Die Überfahrt nach Don Kone wäre dann fast ins Wasser gefallen, bzw. wäre Nico fast aus dem Boot geschmissen worden, denn er diskutierte bzw. stritt mit dem Organisator um den schon gezahlten Preis, der dank mehr Mitfahrern eigentlich sinken sollte. Nach langem Lamentieren gab der Typ ihm endlich Recht und das Geld wieder und wir konnten die Fahrt an den vielen Inseln vorbei doch noch genießen.

auf dem Mekong
Auf Don Kone fanden wir ein günstiges, einfaches Bungalow, mal wieder mit Flussblick und Hängematte. Mit den Eingang-Stramplern klapperten wir sämtliche „Sehenswürdigkeiten“ ab, die diesen Namen nur selten verdienten und schon gar nicht das Prädikat „impressive“ (eindrucksvoll). Es gab eine alte Brücke zur Nachbarinsel Don Det, über die zu Kolonialzeiten mal eine Eisenbahn fuhr, deren Gleise nun als Radweg dienten und eine olle Eisenbahn selbst (eine winzige, ranzige, simple Lok) und einen „Badestrand“, also ein Stück sandiges Flussufer. Ui, Wahnsinn! Trotzdem machte die Radtour viel Spaß, denn die Insel hat viele, nicht extra ausgeschilderte, aber umso nettere Ecken.
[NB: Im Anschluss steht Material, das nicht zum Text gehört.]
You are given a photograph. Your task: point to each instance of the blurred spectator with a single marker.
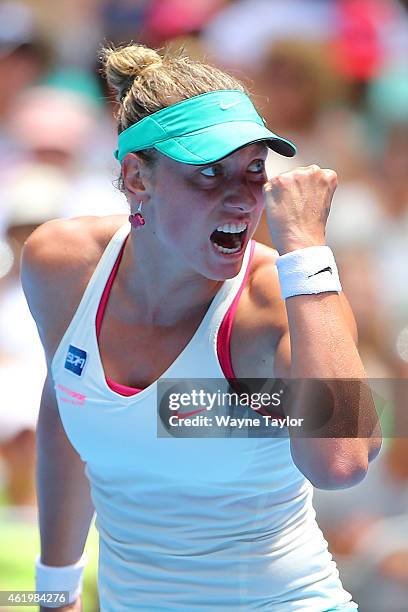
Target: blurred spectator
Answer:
(24, 57)
(366, 32)
(167, 19)
(32, 199)
(303, 99)
(66, 130)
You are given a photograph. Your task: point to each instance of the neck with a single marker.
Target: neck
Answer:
(156, 286)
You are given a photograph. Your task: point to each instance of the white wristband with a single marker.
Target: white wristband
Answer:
(309, 270)
(65, 578)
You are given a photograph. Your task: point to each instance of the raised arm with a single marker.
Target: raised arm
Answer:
(320, 342)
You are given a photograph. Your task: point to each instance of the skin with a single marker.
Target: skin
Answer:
(182, 205)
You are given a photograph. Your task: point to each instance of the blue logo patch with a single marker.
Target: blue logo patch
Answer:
(76, 359)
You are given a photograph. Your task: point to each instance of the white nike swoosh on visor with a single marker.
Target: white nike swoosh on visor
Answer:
(224, 106)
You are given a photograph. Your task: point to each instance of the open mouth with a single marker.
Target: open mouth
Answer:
(230, 239)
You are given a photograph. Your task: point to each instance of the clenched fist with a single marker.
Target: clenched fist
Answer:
(297, 207)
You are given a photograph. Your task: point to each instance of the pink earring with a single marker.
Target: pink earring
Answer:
(137, 219)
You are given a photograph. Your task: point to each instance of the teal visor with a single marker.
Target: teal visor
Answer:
(202, 129)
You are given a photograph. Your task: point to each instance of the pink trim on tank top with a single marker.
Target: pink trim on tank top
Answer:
(224, 332)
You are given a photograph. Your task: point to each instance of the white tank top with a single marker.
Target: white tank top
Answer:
(187, 523)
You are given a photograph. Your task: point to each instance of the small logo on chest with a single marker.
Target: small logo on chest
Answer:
(75, 360)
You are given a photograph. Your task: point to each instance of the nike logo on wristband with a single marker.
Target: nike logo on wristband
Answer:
(328, 269)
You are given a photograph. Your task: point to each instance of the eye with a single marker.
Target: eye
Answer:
(211, 171)
(256, 166)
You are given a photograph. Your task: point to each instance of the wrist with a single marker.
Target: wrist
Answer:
(289, 244)
(308, 270)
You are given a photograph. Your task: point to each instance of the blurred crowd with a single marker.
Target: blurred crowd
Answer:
(331, 75)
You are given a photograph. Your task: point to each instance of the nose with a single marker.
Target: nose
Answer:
(241, 200)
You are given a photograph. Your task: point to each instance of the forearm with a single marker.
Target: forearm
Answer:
(347, 434)
(321, 342)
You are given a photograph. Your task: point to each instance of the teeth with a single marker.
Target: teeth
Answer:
(225, 250)
(232, 228)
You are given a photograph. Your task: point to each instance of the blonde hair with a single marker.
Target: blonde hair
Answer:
(145, 80)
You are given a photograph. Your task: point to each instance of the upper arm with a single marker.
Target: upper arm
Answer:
(57, 261)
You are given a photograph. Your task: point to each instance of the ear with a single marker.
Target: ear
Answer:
(136, 177)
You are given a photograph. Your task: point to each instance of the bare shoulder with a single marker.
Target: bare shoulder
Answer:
(264, 289)
(58, 260)
(261, 318)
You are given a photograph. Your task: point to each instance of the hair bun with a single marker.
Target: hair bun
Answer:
(123, 65)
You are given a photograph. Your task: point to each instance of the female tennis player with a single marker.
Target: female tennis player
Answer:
(179, 290)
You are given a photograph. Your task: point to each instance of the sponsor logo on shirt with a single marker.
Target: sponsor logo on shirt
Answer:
(69, 396)
(75, 360)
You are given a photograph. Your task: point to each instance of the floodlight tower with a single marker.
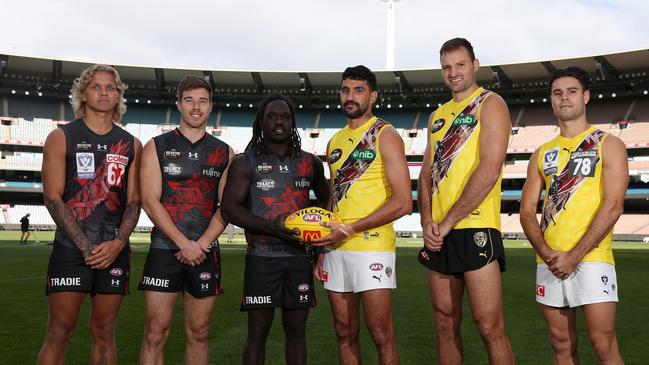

Wir sahen zwar ein paar kambodschanische Hügel, aber nach den Flussdelphinen hielten wir umsonst Ausschau, obwohl wir extra in der Abenddämmerung wieder an den Aussichtspunkt düsten. Daher erkundigten wir uns nach Preisen und Bedingungen für eine Bootsfahrt, die dann für 8Uhr früh am nächsten Tag geplant wurde. Als wir uns dann morgens enthusiastisch auf die Drahtesel schwangen, staunten wir nicht schlecht, als in dem Pförtnerhäuschen an der Brücke zum ersten Mal jemand saß, der uns anhielt und dann auch noch völlig verschlafen Geld von uns verlangte. Wir waren uns sicher, dass man nur für die Brückenbenutzung zahlen müsse (darum haben wir ja auf Don Kone geschlafen und nicht auf Don Det!), aber er versuchte uns klar zu machen, dass jeder pro Tag eine Pauschale als Eintritt für die ganzen Sehenswürdigkeiten zu zahlen hätte. Also drehten wir einfach um und nahmen den weniger bequemen Weg in Kauf, zahlten aber nicht. Unser Bootskapitän verdarb uns dann noch mehr die Laune, als er uns eröffnete, dass ja die Delphine in kambodschanischem Gewässer schwämmen und man daher nochmal extra für ein Visum zahlen müsste, was den Bootspreis dann fast verdoppelte. Am Vorabend hatten wir deshalb extra nach dem Preis gefragt, weil unsere Zeit in Laos bald vorbei war, und wir mit unseren restlichen Kip rechnen mussten (man bekommt das Geld nicht zurückgetauscht). Da wir für den Bootstrip inkl. Visum nun doch extra nochmal Geld hätten abheben müssen und weil der Typ nicht mit dem kompletten Preis rausgerückt ist, ließen wir ihn einfach stehen und fuhren wieder zurück.
Offenbar verdirbt der Tourismus die Leute ganz schön, denn was wir dort in Si Phan Don erlebt haben, reicht schon fast an die südthailändische Abzocke heran.